Wednesday, May 27, 2009 | 2 a.m.
If You Go
- What: “Supernatural Santana, a Trip Through the Hits”
- When: 8 p.m. tonight, Thursday, Saturday, Sunday; June 3, 4, 6, 7, 10, 11, 13, 14; Aug. 26, 27, 29, 30; Sept. 2, 4-6
- Where: The Joint at the Hard Rock Hotel
- Tickets: $75 to $151; 693-5000
In Today's Sun
- Mock Rockers of Vegas (5-27-2009)
Carlos Santana begins his residency at The Joint at the Hard Rock Hotel tonight.
The Sun asked to talk with the Rock and Roll Hall of Famer — but was told “anyone in the band but Carlos.”
Maybe it’s best. An interview with Carlos Santana can be a trip. Unlike his melodic, focused guitar solos, his answers are seldom linear — more like cosmic rambling. You wonder if you’re on the same planet.
Here’s his “prepared” statement on his Vegas residency: “Because I still live the principles of the 1960s, and because I’m a hippie at heart, ‘A Trip Through The Hits’ is designed to bring everyone in the audience together as one. I invite you to join our experience. We’ll mix up a little practical spirituality with a rebel-from-the-street vibe, and with lots of incredible music. My wish is for it to be a night that will move you to dance, to cry, to laugh and to feel the totality and fullness of being alive.”
In true Vegas fashion, we turned instead to a Santana tribute artist.
Our faux Santana is Jozev Castano, 54. He started playing Santana’s music when he was in college in San Antonio, came to Las Vegas in 1980 (for a gig at the previous MGM Grand that was canceled by the fire), toured the world and returned to Vegas to perform his tribute act.
What’s a Santana concert like?
It’s in full party mode. The thing is really crazy. They’re like 75 percent women. A lot of women like the music. They don’t sit down. They’re up and dancing. It’s a party environment. After the sounds kick in, it’s “OK, here we go. We’re going on a nice little trip here because you can feel the vibes.” It’s a party atmosphere. Very festive.
Are you really an old hippie?
Yeah. I kind of grew up in that whole age, so I would think so. Trust me, I grew up with the bell-bottoms and incense and love beads.
How spiritual are you?
I was getting into a little bit of that back in my college days. I did some meditation. It wasn’t too deep. I know Santana burned some candles and incense and hummed different vowels to meditate, sat in certain positions, that kind of thing. Things to let your stress out. But as far as getting real deeply involved, I didn’t.

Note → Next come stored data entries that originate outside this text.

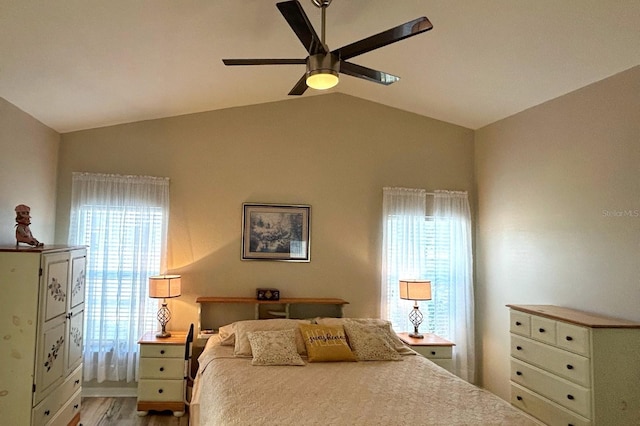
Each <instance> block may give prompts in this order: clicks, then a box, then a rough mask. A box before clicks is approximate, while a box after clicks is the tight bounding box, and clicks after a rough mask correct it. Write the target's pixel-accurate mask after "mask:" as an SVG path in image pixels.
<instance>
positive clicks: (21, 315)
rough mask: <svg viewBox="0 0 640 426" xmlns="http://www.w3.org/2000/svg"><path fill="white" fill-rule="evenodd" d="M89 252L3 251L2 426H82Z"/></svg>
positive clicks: (0, 302)
mask: <svg viewBox="0 0 640 426" xmlns="http://www.w3.org/2000/svg"><path fill="white" fill-rule="evenodd" d="M85 267H86V249H85V248H84V247H66V246H45V247H37V248H24V249H23V248H16V247H15V246H13V247H0V285H2V288H3V289H4V290H5V291H4V295H3V297H2V298H0V335H1V336H2V339H3V342H2V345H0V359H1V360H2V364H3V368H2V370H1V372H0V413H2V419H1V420H0V423H2V424H7V425H12V426H22V425H25V426H36V425H46V426H50V425H51V426H53V425H77V424H78V423H79V422H80V393H81V389H82V337H83V322H84V297H85Z"/></svg>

Do you ever tire of playing the hits?
Nah. I will play Santana’s music to the point where you introduce his solo, but from that point I actually play my own feeling. You can’t duplicate everything. You can open up the song with the signature phrases, but then when it’s time to let loose and improvise, part of the song is me.
What’s unique about Santana’s style?
He’s a simple player, not real complicated, real straight ahead. He puts a lot of emphasis and emotion in what he plays. He’ll pick a key and make a real nice melody phrase out of it. The phrasing is so catchy and so simple that people remember it. When you play too much, too many notes, people can’t remember all that stuff. With Santana, it wasn’t complicated. You understood it, musically. You heard the harmonies and the melodies and the different kinds of rhythms.
Even what he writes now, it is not that complicated but it is very, very passionate. Him having the percussion rhythm behind him gives it another feel. As soon as the band starts, he doesn’t have to be playing, and you already feel the vibe, the energy with the percussion and the drums. That’s one of his main things, the percussion. Then when he kicks in with the guitar, end of story. That’s the whole icing on the cake.
How might the real Santana affect your business?
I think it might make it fun. For him to be here several weeks is pretty cool. I’m hoping I’ll make a buzz to where he hears about me and comes to see me. No one in Vegas does Santana except me. I have a feeling if he hears about me he’ll want to come and check it out.